Is the British pound trying to form a bottom?

Kate Leaman Kate Leaman

7 June 2019

At this point, everybody knows that the British pound has been week, and has been one of the favorite punching bags for currency traders around the world. However, we have recently seen a shift in the attitude of the Federal Reserve, and that of course will have an influence on anything with the letters “USD” attached to it. It’s under this prism that I look at the GBP/USD pair.

Federal Reserve

This past week, we have seen the Federal Reserve suggest that perhaps e-zine monetary policy is still well within the realm of possibility, showing that they continue to acquiesce and serve of the markets. Market participants have been screaming for a rate cut for some time, as we continue the newer monetary policy that has been in effect since the Great Recession. Markets continue to need “monetary methadone”, in the form of cheap money. As the US stock markets have been throwing a fit lately, the Federal Reserve has suggested that it’s there to save the day.

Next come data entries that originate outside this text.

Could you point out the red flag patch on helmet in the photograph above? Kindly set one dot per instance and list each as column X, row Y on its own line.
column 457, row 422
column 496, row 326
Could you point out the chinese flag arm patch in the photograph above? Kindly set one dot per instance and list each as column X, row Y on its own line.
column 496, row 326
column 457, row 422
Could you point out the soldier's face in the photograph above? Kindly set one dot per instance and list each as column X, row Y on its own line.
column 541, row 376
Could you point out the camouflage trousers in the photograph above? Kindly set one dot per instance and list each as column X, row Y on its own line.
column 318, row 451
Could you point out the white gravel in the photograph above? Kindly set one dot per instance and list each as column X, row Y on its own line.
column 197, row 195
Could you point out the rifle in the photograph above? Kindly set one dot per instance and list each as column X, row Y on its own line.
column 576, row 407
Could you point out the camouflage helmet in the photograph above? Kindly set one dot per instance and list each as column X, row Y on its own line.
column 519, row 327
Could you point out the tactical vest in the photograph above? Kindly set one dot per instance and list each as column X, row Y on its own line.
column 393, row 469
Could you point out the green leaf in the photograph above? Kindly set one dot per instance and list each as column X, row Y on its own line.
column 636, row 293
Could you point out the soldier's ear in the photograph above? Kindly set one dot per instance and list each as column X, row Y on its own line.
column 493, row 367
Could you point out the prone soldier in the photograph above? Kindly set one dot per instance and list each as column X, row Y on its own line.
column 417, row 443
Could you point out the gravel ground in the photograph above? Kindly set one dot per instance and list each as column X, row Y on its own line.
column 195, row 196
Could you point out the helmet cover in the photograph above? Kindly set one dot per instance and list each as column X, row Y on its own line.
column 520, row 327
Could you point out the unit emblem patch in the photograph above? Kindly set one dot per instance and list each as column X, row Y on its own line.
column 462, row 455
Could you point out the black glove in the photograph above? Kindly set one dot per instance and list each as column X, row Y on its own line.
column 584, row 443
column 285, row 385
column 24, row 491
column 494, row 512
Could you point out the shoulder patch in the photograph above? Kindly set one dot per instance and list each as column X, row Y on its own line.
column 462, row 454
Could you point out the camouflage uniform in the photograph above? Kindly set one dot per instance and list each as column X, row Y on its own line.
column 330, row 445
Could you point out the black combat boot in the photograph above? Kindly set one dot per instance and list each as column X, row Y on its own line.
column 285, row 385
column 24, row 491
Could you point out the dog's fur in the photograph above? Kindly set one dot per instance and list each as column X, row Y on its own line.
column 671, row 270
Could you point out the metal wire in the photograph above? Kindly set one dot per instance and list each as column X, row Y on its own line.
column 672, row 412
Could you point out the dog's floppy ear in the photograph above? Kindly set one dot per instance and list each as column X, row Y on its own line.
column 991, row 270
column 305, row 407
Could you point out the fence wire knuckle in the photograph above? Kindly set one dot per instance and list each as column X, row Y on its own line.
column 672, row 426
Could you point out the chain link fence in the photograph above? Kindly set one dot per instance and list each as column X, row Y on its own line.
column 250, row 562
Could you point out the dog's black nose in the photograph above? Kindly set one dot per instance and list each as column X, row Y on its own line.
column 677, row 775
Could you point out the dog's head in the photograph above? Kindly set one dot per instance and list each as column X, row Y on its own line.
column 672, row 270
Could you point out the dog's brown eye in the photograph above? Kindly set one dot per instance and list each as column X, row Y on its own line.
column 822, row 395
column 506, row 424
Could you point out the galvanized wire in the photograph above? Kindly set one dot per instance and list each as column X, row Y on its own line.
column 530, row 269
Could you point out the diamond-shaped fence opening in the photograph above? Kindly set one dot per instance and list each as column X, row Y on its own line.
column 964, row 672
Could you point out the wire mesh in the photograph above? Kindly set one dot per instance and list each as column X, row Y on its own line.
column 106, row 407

By cutting rates and keeping monetary policy very loose, it drives down the value of the greenback. In that scenario, something is fundamentally changed in this pair. We already knew about the Brexit and all of the problems that brings, but now the greenback isn’t the rock of stability we once thought it was. In that sense, the bounce is probably more a reaction to being near support, and the fact that the US dollar is softening against many other currencies.

The technical set up

gbp/usd Weekly chart

GBP/USD Weekly Chart

The technical set up is very interesting. The fact that we bounced from the area we have is no mistake, because it’s been an area of interest for some time. The 1.28 level just above is minor resistance, but there’s even more interest near the 1.30 level. I now believe that we probably go looking towards that area based upon this past week’s candle.

The 1.25 level underneath will be massive support and if we were to break down below it, that would be very negative for the British pound. That being said, we are right around the 61.8% Fibonacci retracement level, and it had previously seen the 1.25 level offer massive resistance. That resistance should now be supported and should continue to lift this market.

I believe that a move to the 1.30 level is in the cards, and that we will have to reset and decide where to go from there. I believe that a pullback from that level makes a lot of sense, as we continue to bounce around in this overall general region. That being said, we will eventually get some type of clarity with the Brexit, and once we do I think the British pound can turn around and go higher for a longer-term move. Remember, we are at historic lows, as the British pound has really been this cheap to its American cousin. That doesn’t mean we can’t fall; it just means that at one point or another you have to ask the following question: “exactly who is left to sell?”